Erma menilai penurunan harga telur harus segera ditangani. Pasalnya, harga jual telur terus merosot di saat biaya produksi, terutama pakan masih tinggi. Kondisi ini dikhawatirkan menggerus keuntungan peternak hingga berpotensi membuat usaha mereka tidak bertahan.
Pemprov Jatim sebelumnya menyiapkan skema subsidi harga jagung melalui Bulog dan Badan Pangan Nasional (Bapanas) bekerja sama dengan Kementerian Pertanian. Langkah itu diharapkan dapat menekan biaya pakan yang menjadi beban utama peternak.
Erma mendukung kebijakan tersebut, termasuk mendorong peningkatan penyerapan telur melalui program Makan Bergizi Gratis (MBG).
"Memang perlu, khususnya subsidi pakan ayam, agar peternak tidak colaps. Juga kebijakan BGN penyerapan telur dalam menu diperbanyak," jelas politisi PDI Perjuangan ini.
Anjloknya harga telur membuat para peternak melakukan aksi membagikan satu juta telur secara gratis sebagai bentuk protes. Seperti yang dilakukan di Blitar Raya, Tulungagung, Kediri, dan Trenggalek dalam aksi damai di depan Kantor Bupati Blitar, Senin 1 Juni 2026.
Sebagai bentuk protes, mereka membagikan sekitar satu juta butir telur secara gratis kepada masyarakat.
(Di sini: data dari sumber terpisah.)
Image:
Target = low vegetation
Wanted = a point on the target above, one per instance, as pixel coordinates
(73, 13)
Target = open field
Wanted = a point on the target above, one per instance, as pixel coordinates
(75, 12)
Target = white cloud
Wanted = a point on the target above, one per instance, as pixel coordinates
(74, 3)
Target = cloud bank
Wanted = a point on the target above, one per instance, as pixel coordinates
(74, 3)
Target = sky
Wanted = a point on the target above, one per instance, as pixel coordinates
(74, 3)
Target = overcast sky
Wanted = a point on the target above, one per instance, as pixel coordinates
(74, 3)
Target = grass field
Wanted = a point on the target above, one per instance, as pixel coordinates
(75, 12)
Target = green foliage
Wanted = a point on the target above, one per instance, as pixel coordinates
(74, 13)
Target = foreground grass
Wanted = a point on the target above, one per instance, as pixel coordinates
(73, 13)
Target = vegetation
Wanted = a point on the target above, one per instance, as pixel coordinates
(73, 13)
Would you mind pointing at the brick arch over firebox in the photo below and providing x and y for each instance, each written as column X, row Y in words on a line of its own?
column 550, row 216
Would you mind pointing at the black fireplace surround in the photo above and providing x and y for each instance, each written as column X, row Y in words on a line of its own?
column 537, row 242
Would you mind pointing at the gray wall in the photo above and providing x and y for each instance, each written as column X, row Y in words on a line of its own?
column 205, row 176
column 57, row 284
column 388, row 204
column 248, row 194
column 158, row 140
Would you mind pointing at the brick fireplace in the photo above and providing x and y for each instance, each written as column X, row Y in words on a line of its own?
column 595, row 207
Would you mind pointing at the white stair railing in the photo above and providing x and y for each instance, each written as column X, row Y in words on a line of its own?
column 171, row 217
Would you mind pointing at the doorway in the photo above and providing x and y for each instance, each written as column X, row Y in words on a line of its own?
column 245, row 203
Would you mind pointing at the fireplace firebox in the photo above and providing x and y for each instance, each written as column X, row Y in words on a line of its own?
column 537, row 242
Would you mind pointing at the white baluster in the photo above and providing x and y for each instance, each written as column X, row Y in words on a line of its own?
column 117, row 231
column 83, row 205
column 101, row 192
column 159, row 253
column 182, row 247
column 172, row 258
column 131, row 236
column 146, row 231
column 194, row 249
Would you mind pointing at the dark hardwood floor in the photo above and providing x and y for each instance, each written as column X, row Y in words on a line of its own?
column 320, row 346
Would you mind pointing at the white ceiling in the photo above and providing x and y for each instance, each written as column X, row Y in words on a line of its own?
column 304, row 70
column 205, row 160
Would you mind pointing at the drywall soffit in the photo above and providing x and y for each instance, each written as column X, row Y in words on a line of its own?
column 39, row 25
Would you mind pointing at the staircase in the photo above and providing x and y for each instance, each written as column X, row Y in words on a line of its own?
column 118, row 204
Telur-telur tersebut diangkut menggunakan sekitar 200 mobil pikap.
Koorlap aksi, Suyanto mengatakan, langkah itu dilakukan untuk menunjukkan kondisi peternak yang semakin tertekan akibat harga telur yang terus turun.
"Ini bentuk keprihatinan kami dengan harga telur yang terus turun," kata Suyanto.
Menurutnya, harga telur di tingkat peternak sudah dua bulan terakhir berada dalam tren penurunan. Sementara harga bahan baku pakan justru meningkat. Peternak juga mengaku khawatir dengan munculnya wacana keterlibatan investor asing dalam usaha ayam petelur.
Saat ini harga telur di kandang hanya sekitar Rp21.000 per kilogram, jauh di bawah Harga Acuan Pembelian (HAP) yang ditetapkan pemerintah sebesar Rp24.500 hingga Rp26.500 per kilogram.